Nalsali Ginting, Kepala Direktorat Advokasi, Ikatan Senat Mahasiswa Kesehatan Masyarakat Indonesia (ISMKMI) menjelaskan, ada beberapa alasan penolakan RUU Kesehatan. Salah satunya adalah rancangan RUU Omnibus Law Kesehatan masih perlu ditinjau kembali karena ada beberapa poin yang tidak berpihak kepada masyarakat, tidak ada transparansi kepada publik dalam bentuk draft yang entah kemana, dan partisipasi yang sama sekali tidak bermakna.
Komitmen perbaikan dan penguatan sistem kesehatan nasional oleh pemerintah melalui wacana gagasan 6 Pilar Transformasi kesehatan nasional yang kemudian gadang-gadang diperkuat dengan perumusan RUU Omnibus Kesehatan tentu perlu diapresiasi dan dikawal bersama.
Nalsali menyatakan, jika mengingat pandemi COVID-19 dan masalah kesehatan masyarakat lainnya yang belum terselesaikan sebenarnya telah memperlihatkan lemahnya sistem kesehatan nasional, seperti paradigma dalam sistem kesehatan nasional yang belum mengedepankan upaya preventif dan promotif sehingga pengendalian dan pencegahan determinan kesehatan serta faktor risiko penyakit yang berdampak pada masalah kesehatan masyarakat selama ini tidak diprioritaskan.

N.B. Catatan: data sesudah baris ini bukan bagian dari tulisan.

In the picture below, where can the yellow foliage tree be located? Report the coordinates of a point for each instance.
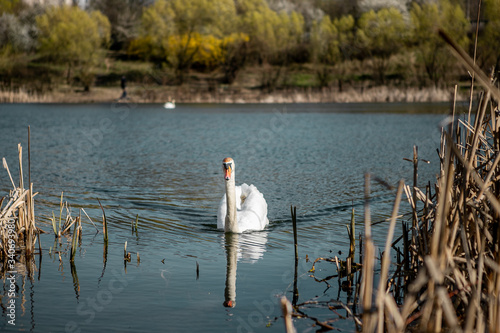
(73, 37)
(182, 32)
(431, 51)
(381, 34)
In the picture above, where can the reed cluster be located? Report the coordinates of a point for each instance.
(451, 265)
(447, 274)
(18, 232)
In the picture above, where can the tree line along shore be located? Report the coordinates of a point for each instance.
(241, 51)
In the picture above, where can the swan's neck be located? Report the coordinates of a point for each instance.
(231, 224)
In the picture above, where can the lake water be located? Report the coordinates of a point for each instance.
(165, 167)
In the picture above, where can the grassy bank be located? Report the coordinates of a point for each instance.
(188, 94)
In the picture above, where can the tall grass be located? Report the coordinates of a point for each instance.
(18, 233)
(454, 262)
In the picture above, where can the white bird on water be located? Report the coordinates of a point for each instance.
(242, 208)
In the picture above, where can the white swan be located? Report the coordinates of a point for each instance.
(243, 207)
(170, 104)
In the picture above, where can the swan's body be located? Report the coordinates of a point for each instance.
(170, 104)
(242, 208)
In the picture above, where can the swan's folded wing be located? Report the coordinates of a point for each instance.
(253, 213)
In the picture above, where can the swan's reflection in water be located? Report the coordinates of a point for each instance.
(246, 248)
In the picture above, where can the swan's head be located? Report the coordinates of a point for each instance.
(228, 167)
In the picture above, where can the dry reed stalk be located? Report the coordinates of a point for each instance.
(18, 215)
(458, 281)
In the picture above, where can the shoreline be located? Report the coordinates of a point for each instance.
(189, 94)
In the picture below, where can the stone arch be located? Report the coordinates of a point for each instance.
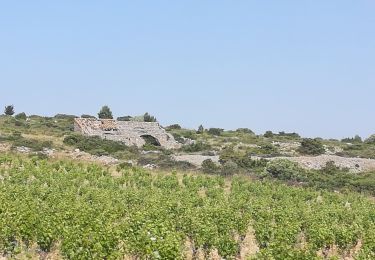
(152, 140)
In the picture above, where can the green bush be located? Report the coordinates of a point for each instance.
(208, 166)
(268, 134)
(196, 147)
(105, 113)
(87, 116)
(245, 131)
(174, 127)
(35, 145)
(311, 147)
(96, 145)
(200, 129)
(229, 168)
(215, 131)
(124, 118)
(370, 140)
(285, 170)
(64, 116)
(21, 116)
(148, 118)
(9, 110)
(356, 139)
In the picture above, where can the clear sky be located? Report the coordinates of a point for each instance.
(303, 66)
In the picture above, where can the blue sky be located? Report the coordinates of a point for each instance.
(303, 66)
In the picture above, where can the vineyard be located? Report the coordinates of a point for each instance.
(83, 212)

“Pendekatan sistem kesehatan nasional kita masih pada upaya kuratif yang terkesan menunggu di hilir,” kata Nalsali.
Sejak bergulirnya wacana tersebut hingga mulainya pembahasan RUU Omnibus Kesehatan oleh Pemerintah dan DPR RI, Aliansi Organisasi Mahasiswa Kesehatan Indonesia dan Indonesian Youth Council For Tactical Changes (IYCTC) turut mengawal secara konsisten RUU Omnibus Kesehatan baik formil maupun substansi termasuk memberikan masukan, rekomendasi kebijakan, dan catatan kritis proses pembahasan RUU Omnibus Kesehatan. Hal ini dilakukan atas kesadaran bersama perlunya perbaikan sistem kesehatan nasional yang jauh lebih baik dan pentingnya partisipasi aktif orang muda.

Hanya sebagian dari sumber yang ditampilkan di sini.